The Wind Rises is a masterpiece of light, motion and transition.
For a film centered on pre-World War II plane engineers – who are not pilots themselves – it’s fitting that celebrated Japanese animator Hayao Miyazaki has made his most multi-layered film yet. The Wind Rises is more grounded than his fantastical films (Spirited Away, Howl’s Moving Castle, Princess Mononoke) but it most definitely soars.
However, there is indeed fantasy in The Wind Rises: the film is a fantasy realized and a following nightmare endured. The film opens with a fantastic dream sequence. A young boy walks through his quiet village when he hears the hum of a giant black bomber with red insignias hovering overhead. A marvel of construction, made for the purposes of destruction.
The young boy grows up to be an aviation engineer named Jiro Horikoshi (voiced, in the English-language release, by Joseph Gordon-Levitt). As an adult, Jiro continues to have dreams where he’s visited by a famed Italian aero-engineer named Caproni (Stanley Tucci). They speak of their only goal: designing beauty. They are aware that their designs will be commissioned for war, but their shared dreams are peaceful.
Real life in Japan is not as peaceful. Fires erupt from earthquakes. Banks are closing. Technological advances in Japan feel like grains in a sand glass to Jiro and fellow engineer Honjo (John Krasinski). The Germans and Americans are already advancing to metal constructions.
Amidst the world-jockeying for power and regional control there is an evident artistic respect amongst engineers like Jiro, Honjo, Caproni and Germany’s Hugo Junkers. All their models and tests lack the bombs that will later be put in them, and thus, mutual respect without country ideology is due. None of these men fly, but the men that will be placed in their planes later will carry the bombs that haunt Jiro and Caproni’s dreams. These are artists pursuing something innate – the desire to fly – but only able to create such experiments at the behest of the interests of national army and naval academies. When it comes to the inevitable use of their creations, these men have blinders on.
While on retreat, Jiro encounters a German who tells him that Junkers will soon be annihilated for attempting to keep his creations out of the hands of the Nazis. This German is named Castorp. He has very few scenes. His namesake seemingly comes from a novel by Thomas Mann, whose book The Magic Mountain is titled like a Miyazaki film itself. Mann’s Castorp continuously points out the unavoidable: war is the only outcome when industrialization and nationalism collide. Miyazaki’s Castorp is, here, lovingly voiced by Werner Herzog, and animated with an immense hope in his eyes for creativity and love.
Jiro will have a lot of potential guilt to wrestle with later, but The Wind Rises is mostly interested in focus, drive and art.
Miyazaki’s approach is magnificent. The motion from a quick burst of wind over a lake is animated with the intensity of shattered glass.
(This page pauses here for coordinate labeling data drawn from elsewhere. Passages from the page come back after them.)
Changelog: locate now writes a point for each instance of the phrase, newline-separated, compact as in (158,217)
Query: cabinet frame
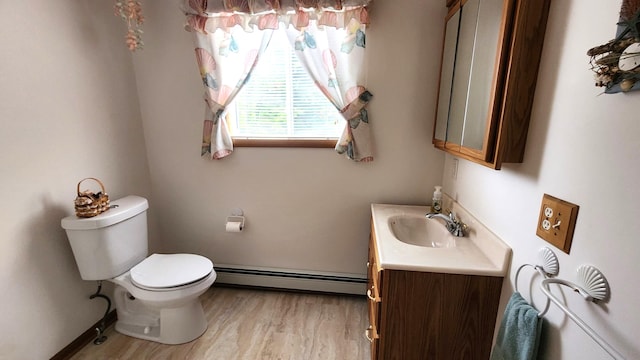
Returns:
(515,75)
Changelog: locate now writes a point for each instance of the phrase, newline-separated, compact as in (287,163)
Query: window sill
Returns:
(299,143)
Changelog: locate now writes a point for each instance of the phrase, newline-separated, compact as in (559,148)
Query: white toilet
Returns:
(156,297)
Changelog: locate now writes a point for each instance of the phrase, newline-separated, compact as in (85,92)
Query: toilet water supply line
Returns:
(101,328)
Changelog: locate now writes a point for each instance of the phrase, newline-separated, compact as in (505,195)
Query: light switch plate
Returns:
(557,221)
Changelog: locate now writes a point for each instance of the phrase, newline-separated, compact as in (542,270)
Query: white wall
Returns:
(305,208)
(582,147)
(69,109)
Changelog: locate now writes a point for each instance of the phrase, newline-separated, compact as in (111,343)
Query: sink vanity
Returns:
(432,295)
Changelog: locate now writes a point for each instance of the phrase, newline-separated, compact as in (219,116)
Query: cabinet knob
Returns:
(370,294)
(367,333)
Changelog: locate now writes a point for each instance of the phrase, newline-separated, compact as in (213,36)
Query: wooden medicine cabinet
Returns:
(488,76)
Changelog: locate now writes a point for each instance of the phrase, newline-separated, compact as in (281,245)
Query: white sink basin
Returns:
(420,231)
(406,240)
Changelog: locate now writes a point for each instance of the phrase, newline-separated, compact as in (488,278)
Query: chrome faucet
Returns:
(455,226)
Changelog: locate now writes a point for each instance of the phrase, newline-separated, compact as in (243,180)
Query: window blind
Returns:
(280,100)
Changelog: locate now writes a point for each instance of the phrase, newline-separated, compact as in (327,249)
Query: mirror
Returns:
(468,73)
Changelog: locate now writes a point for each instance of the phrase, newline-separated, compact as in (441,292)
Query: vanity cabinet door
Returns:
(373,296)
(488,74)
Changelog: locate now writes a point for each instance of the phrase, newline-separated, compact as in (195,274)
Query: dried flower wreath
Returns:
(131,12)
(616,64)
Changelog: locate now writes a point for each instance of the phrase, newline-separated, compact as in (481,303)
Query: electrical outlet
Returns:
(557,221)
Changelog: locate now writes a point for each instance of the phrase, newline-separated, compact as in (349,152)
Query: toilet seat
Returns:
(170,271)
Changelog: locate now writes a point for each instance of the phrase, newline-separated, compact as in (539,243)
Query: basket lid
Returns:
(162,271)
(121,209)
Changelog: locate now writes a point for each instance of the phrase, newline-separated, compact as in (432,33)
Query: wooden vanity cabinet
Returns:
(489,70)
(423,315)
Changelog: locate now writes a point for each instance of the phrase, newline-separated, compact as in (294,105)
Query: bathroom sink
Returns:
(406,240)
(420,231)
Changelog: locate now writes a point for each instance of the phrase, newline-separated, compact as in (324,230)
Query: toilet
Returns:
(156,296)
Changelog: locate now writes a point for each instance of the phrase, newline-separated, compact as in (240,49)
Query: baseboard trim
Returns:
(305,280)
(85,338)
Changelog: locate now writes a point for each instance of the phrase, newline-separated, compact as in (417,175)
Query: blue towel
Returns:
(519,331)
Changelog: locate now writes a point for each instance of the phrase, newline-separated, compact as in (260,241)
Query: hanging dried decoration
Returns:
(131,12)
(616,64)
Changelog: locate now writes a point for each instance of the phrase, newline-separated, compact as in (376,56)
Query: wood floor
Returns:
(253,324)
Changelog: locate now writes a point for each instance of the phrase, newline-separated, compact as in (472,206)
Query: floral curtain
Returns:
(334,58)
(329,36)
(225,58)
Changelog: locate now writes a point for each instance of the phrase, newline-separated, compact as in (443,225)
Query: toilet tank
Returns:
(111,243)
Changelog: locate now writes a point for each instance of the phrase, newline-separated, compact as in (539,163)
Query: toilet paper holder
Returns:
(236,219)
(235,222)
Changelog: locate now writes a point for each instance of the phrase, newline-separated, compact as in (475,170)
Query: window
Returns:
(281,102)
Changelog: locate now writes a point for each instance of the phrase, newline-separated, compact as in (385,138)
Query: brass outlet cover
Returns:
(557,221)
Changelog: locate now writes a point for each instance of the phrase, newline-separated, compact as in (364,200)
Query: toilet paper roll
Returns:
(233,226)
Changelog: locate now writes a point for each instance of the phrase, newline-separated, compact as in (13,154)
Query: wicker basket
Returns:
(90,204)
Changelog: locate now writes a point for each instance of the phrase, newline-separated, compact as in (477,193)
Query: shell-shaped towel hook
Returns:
(593,282)
(549,261)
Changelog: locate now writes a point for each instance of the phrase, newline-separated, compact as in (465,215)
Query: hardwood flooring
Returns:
(250,324)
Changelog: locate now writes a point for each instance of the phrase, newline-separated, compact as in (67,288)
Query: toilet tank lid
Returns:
(121,209)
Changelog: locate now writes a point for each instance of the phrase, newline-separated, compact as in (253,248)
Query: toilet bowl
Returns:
(156,296)
(158,299)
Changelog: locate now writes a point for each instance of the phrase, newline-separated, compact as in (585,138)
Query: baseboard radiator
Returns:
(292,279)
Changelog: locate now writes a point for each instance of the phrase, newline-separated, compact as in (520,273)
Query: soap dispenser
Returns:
(436,202)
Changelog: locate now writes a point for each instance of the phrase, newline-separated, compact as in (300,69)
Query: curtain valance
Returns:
(207,16)
(207,7)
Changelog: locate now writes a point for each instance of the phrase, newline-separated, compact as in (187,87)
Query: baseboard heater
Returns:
(292,279)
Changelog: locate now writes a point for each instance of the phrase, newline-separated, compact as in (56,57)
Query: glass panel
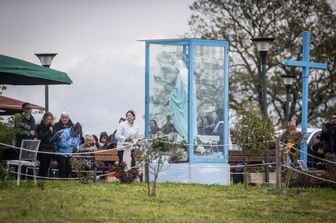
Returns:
(168,94)
(209,85)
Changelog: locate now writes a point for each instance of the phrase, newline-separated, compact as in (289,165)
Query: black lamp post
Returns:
(46,59)
(263,45)
(288,81)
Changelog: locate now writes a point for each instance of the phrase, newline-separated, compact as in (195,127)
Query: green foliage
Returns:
(126,176)
(239,21)
(71,201)
(253,130)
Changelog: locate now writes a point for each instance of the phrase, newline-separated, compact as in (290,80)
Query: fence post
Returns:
(278,164)
(245,173)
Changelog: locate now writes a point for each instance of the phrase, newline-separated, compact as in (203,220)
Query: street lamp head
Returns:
(46,58)
(288,79)
(263,43)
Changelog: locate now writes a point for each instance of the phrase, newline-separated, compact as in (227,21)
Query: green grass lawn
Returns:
(73,201)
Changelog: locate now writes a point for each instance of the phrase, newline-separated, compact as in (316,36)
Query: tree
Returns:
(239,21)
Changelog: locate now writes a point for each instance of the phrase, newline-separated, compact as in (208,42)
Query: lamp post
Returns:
(46,59)
(263,45)
(288,81)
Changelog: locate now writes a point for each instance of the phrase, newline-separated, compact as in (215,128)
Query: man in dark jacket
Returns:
(25,128)
(329,136)
(45,131)
(64,122)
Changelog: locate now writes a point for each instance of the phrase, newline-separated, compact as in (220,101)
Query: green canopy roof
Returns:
(19,72)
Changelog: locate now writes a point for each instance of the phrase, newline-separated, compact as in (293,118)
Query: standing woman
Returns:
(127,134)
(45,131)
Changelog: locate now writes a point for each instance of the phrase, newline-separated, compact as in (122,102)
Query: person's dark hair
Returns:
(24,106)
(96,138)
(132,112)
(46,115)
(77,128)
(102,134)
(219,113)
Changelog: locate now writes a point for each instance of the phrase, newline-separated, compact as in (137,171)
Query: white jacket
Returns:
(124,131)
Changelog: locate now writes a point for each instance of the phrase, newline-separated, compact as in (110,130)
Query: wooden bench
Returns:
(239,156)
(105,158)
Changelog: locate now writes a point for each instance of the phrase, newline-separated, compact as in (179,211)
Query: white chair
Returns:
(27,158)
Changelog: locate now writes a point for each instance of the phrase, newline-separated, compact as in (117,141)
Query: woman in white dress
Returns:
(127,134)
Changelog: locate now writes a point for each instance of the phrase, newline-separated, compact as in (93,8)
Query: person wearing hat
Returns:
(103,140)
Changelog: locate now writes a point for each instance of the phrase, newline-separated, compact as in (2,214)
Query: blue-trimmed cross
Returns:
(306,65)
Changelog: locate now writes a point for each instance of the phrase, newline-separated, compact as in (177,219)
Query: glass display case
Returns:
(187,96)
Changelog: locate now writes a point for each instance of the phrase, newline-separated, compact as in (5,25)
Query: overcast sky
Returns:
(96,43)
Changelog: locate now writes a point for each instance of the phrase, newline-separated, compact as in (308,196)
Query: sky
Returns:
(96,45)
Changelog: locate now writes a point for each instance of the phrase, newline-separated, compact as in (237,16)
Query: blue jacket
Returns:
(67,142)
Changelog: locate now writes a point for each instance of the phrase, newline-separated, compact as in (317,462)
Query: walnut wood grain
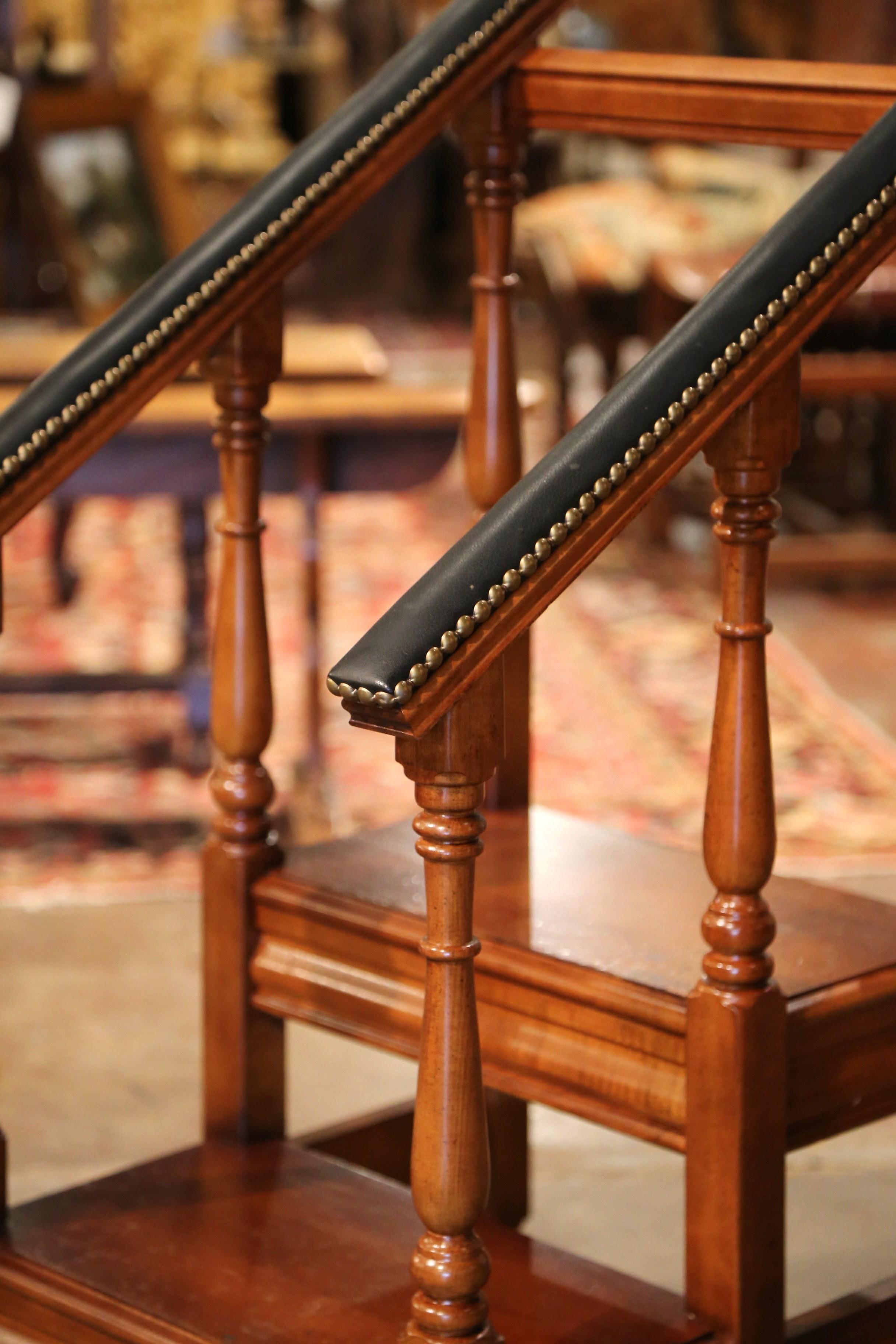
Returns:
(268,1244)
(490,641)
(451,1149)
(244,1049)
(581,993)
(804,104)
(268,273)
(492,448)
(736,1015)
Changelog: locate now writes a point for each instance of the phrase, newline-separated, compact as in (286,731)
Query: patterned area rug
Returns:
(98,800)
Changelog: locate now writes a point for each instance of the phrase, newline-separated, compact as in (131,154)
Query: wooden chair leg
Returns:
(736,1016)
(451,1151)
(244,1047)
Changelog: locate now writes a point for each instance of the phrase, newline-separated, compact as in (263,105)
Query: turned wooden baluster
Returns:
(244,1047)
(736,1030)
(451,1152)
(493,144)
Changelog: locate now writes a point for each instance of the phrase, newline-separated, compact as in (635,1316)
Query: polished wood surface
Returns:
(493,147)
(268,1244)
(804,104)
(490,641)
(492,448)
(249,288)
(320,405)
(736,1016)
(581,993)
(451,1151)
(244,1049)
(311,350)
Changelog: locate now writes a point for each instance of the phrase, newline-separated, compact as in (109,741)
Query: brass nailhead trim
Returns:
(261,244)
(665,425)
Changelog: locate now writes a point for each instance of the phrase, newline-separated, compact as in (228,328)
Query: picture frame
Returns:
(115,209)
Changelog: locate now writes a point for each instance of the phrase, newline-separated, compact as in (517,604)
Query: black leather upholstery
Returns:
(197,264)
(497,542)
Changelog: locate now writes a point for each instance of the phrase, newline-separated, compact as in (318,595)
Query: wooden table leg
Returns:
(244,1047)
(736,1046)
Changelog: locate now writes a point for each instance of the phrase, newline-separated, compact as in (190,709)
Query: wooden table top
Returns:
(311,350)
(319,405)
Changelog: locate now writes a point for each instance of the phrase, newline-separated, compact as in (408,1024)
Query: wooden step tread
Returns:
(273,1244)
(602,901)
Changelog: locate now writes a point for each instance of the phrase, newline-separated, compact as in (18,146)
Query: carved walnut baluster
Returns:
(736,1031)
(244,1047)
(493,146)
(495,183)
(451,1154)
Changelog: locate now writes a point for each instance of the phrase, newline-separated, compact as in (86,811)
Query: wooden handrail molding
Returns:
(491,640)
(802,104)
(451,1151)
(268,272)
(244,1088)
(736,1042)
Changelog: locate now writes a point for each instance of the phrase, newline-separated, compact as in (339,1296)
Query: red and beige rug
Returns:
(95,805)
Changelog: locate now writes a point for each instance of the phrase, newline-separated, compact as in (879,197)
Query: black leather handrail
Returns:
(262,221)
(493,558)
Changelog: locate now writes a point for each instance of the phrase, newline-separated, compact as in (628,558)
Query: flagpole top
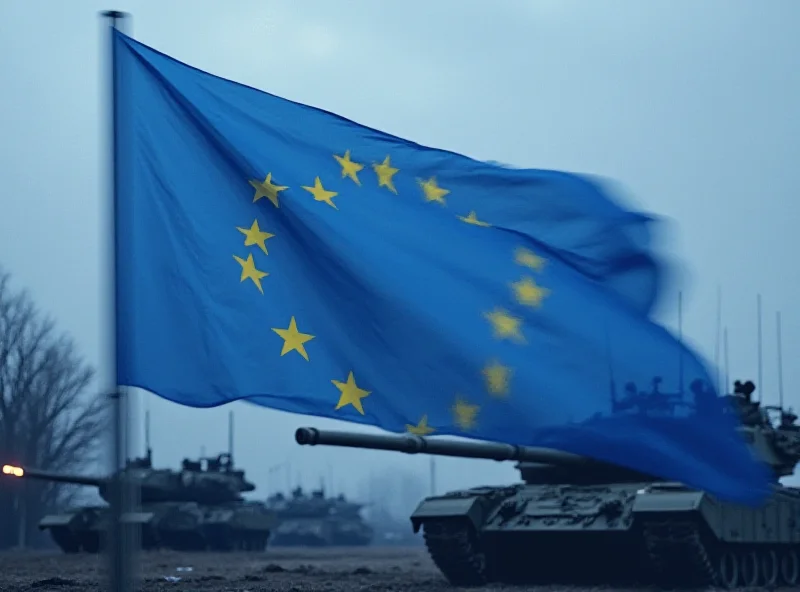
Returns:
(114,14)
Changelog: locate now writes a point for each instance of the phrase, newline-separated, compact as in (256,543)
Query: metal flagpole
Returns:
(120,548)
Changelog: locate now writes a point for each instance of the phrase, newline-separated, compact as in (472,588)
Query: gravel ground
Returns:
(297,570)
(371,569)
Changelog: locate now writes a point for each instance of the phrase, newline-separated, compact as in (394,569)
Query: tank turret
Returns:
(315,520)
(624,527)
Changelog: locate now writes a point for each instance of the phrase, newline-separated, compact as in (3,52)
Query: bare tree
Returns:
(47,419)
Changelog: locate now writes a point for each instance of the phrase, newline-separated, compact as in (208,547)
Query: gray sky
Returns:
(690,106)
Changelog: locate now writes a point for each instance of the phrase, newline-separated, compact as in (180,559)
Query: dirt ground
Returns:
(370,569)
(284,570)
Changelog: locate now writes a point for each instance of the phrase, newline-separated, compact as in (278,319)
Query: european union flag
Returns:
(281,254)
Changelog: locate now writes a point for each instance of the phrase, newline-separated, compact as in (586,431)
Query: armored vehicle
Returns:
(318,521)
(198,507)
(576,520)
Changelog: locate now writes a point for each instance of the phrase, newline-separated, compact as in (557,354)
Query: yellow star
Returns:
(349,168)
(497,379)
(254,236)
(385,172)
(293,340)
(249,271)
(472,218)
(267,189)
(527,292)
(529,259)
(504,325)
(351,394)
(464,414)
(432,191)
(322,194)
(422,428)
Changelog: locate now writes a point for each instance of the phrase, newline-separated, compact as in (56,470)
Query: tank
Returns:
(199,507)
(318,521)
(575,520)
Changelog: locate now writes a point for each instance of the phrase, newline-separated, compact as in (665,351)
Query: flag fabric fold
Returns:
(277,253)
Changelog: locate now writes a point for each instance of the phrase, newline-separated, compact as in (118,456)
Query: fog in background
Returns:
(691,107)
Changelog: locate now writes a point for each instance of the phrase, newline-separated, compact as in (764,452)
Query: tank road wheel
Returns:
(769,568)
(749,569)
(790,567)
(729,569)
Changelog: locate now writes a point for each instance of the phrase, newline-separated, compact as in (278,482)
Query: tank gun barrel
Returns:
(22,472)
(413,444)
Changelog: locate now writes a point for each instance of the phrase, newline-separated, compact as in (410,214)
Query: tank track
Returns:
(678,556)
(453,545)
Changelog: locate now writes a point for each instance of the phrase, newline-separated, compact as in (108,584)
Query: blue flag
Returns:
(274,252)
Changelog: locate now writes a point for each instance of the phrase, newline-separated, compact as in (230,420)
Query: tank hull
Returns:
(616,534)
(181,526)
(312,532)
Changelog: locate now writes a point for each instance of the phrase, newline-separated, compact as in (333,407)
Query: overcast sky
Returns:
(691,107)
The broken crust from an earthquake not only foreshadows the terrain of a bombed Japanese city, but it also derails Jiro’s train, similar to how investments in warfare derail the struggling Japanese economy.
With the earth in such disarray, it’s only natural to look to the skies.
Miyazaki continually transitions with upward animation: the always bouncing hair of Jiro’s boss, Mr. Kurosawa (Martin Short); the painting upstrokes of Jiro’s sickly bride, Nahoko (Emily Blunt); hats and umbrellas are often pulled into the sky. Even when Jiro sleeps – or winces at missed opportunities – he’s lying on his back, looking upward. Miyazaki is concerned with continual growth. There are very few instances where the animation is pointed downward. One involves a fantastic flashlight-animated SS chase scene in Germany; many other downward looks animate the impending threat of bombs dropping.
Miyazaki did not attend the Academy Awards in person to accept the Best Animated Feature Oscar for Spirited Away. He stated it was because he did not want to accept an award from a country that was “bombing Iraq.” He’s also been very vocal in opposition to Prime Minister Abe’s attempt to revise a constitutional amendment written in 1947 to outlaw war as a means to resolve conflict. That Miyazaki is able to provide such a magnificent artistic portrait of the man who designed what would become the most used Japanese World War II aircraft speaks to the same level of respect that Caproni, Jiro and Junkers show each other as creators, not destroyers.
Caproni tells Jiro in a shared dream that their position as engineers is similar to artists – for only ten years are either really at the top of their craft and making their best work. Caproni bids Jiro to enjoy his ten years. Miyazaki has announced that The Wind Rises will be his final film. It could certainly be argued that Miyazaki has been atop of his creative field for the past 25 years.
The Wind Rises is a different sort of Miyazaki film, however. Although many of his films have been viewed as anti-war or environmentalist at heart, there are no witches, forest gods or talking animals to deliver the message in The Wind Rises. But there certainly is a wizard. It just so happens to be the film’s creator.